Step 2: Prioritize High‑Value Feeds
Not all logs are equally useful for detection. Prioritize those that cover the most common attack stages:
- Network flow data (NetFlow/IPFIX): Identifies unusual data transfers, beaconing, or lateral movement.
- DNS logs: Detects domain generation algorithms (DGAs), tunneling, or malicious lookups.
- Authentication logs: Reveals brute‑force attempts, pass‑the‑hash, or anomalous logins.
- Cloud resource creation logs: Spots unauthorized resource deployments or privilege escalation.
Focus on the feeds that align with your threat model (e.g., cloud‑only breaches for a cloud‑native org).
Step 3: Configure Log Collection
Implement centralized ingestion for each prioritized source. Example for a firewall syslog to a SIEM:
- On the firewall, enable syslog export. Configure the destination IP and port (e.g., UDP 514).
- On the SIEM receiver, open the port and configure a listener (example for Splunk):
# inputs.conf snippet
[udp://514]
connection_host = dns
index = firewall
sourcetype = f5:syslog
- Verify connectivity by generating a test log (e.g., a dropped packet).
For cloud logs, use API‑based collection. AWS CloudTrail example via Lambda:
# boto3 Python script (simplified)
import boto3
s3 = boto3.client('s3')
# Trigger when new CloudTrail log is put in S3 bucket
# Parse JSON and forward to SIEM
Step 4: Normalize and Enrich
Logs from different sources have varying field names. Map them to a common schema (e.g., OCSF or custom). Enrich with external context:
- Add geolocation to IP addresses.
- Tag internal vs. external IPs.
- Join authentication logs with user roles and entitlements.

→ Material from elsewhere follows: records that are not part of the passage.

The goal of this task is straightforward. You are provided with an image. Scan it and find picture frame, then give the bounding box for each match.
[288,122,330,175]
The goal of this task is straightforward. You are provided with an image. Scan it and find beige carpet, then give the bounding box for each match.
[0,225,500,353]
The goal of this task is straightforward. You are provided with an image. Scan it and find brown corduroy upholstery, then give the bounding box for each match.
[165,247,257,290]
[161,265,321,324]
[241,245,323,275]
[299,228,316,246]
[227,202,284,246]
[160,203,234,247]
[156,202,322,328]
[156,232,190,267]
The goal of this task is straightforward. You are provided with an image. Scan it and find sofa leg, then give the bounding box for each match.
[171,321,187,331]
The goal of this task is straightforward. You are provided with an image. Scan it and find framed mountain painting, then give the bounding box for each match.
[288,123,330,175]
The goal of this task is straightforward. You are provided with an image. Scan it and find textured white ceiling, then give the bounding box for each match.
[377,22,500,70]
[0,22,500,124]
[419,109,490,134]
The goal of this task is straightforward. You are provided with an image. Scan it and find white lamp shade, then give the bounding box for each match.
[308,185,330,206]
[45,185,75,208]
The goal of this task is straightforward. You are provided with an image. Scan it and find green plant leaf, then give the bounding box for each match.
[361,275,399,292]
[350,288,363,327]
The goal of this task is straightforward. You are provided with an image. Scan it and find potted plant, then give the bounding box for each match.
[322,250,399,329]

This step makes detection rules simpler and reduces false positives.

Step 5: Build Detection Use Cases
Develop rules that leverage non‑endpoint data. Examples:
- Brute Force Detection: Count failed logins from a single source across multiple accounts (Active Directory logs) within a 5‑minute window. Alert when threshold exceeds 10.

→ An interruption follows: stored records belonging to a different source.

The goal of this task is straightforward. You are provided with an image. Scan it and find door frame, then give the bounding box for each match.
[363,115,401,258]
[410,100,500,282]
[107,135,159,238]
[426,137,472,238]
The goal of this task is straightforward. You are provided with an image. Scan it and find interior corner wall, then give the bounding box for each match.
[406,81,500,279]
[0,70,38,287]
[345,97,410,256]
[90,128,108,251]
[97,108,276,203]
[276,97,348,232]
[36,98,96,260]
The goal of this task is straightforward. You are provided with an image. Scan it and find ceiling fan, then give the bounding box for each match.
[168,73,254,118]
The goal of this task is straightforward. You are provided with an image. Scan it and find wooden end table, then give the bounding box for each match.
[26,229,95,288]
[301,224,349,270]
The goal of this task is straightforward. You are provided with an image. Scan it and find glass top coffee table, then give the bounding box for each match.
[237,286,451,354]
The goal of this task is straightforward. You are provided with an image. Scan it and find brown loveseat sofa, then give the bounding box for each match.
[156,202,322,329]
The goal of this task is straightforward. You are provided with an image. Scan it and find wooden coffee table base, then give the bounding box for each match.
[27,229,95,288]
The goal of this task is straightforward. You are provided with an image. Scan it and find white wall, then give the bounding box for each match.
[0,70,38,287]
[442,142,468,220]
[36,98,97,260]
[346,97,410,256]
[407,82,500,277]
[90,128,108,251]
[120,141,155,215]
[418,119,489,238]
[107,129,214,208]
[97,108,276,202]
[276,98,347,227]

- DNS Tunneling: Monitor for high volume of unique subdomains or long domain names from a single internal IP (DNS logs).
- Unusual Outbound Traffic: Compare NetFlow data against baselines. Alert on sudden spikes to new external destinations.
Implement in SIEM using query language. Example for Splunk (brute force):
index=windows sourcetype=WinEventLog:Security EventCode=4625
| stats count by Account_Name, Source_Network_Address
| where count > 10
Step 6: Test and Iterate
Validate each detection rule with simulated attacks. Use a tool like Atomic Red Team to generate non‑endpoint‑specific events:
- Network test: Atomic test T1071.001 (Web Protocols) may create outbound HTTP traffic; your NetFlow rule should trigger.

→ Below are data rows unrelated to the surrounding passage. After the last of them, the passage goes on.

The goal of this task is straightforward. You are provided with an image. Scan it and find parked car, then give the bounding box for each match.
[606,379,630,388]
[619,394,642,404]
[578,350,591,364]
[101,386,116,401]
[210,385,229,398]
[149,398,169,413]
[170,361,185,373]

- Authentication test: Use brute‑force simulation against a test account.
Adjust thresholds and correlation intervals based on results. Document known false positives and add exceptions.
Common Mistakes
Ignoring Log Volume and Cost
Collecting every log from every source leads to storage/analysis cost spikes. Prioritize feeds with high detection value and apply filtering at source (e.g., drop routine informational logs).
Over‑reliance on Endpoint Data
Teams often focus on EDR alerts and neglect network or identity data. Balance your detection engineering effort across all zones.
Poor Time Sychronization
Logs from different sources with unsynchronized clocks make correlation impossible. Use NTP across all devices and cloud services.
Neglecting Baseline Tuning
Draft rules without a baseline generate many false positives. Gather at least 2–4 weeks of log data before writing anomaly‑based detections.
Summary
Building detection beyond the endpoint requires a deliberate inventory of network, cloud, identity, and application data sources. By prioritizing high‑value feeds, normalizing logs, and crafting targeted detection use cases, you can uncover attacks that evade endpoint tools. Avoid common pitfalls like cost mismanagement and poor baselining. A comprehensive, multisource detection strategy is essential for a resilient security posture.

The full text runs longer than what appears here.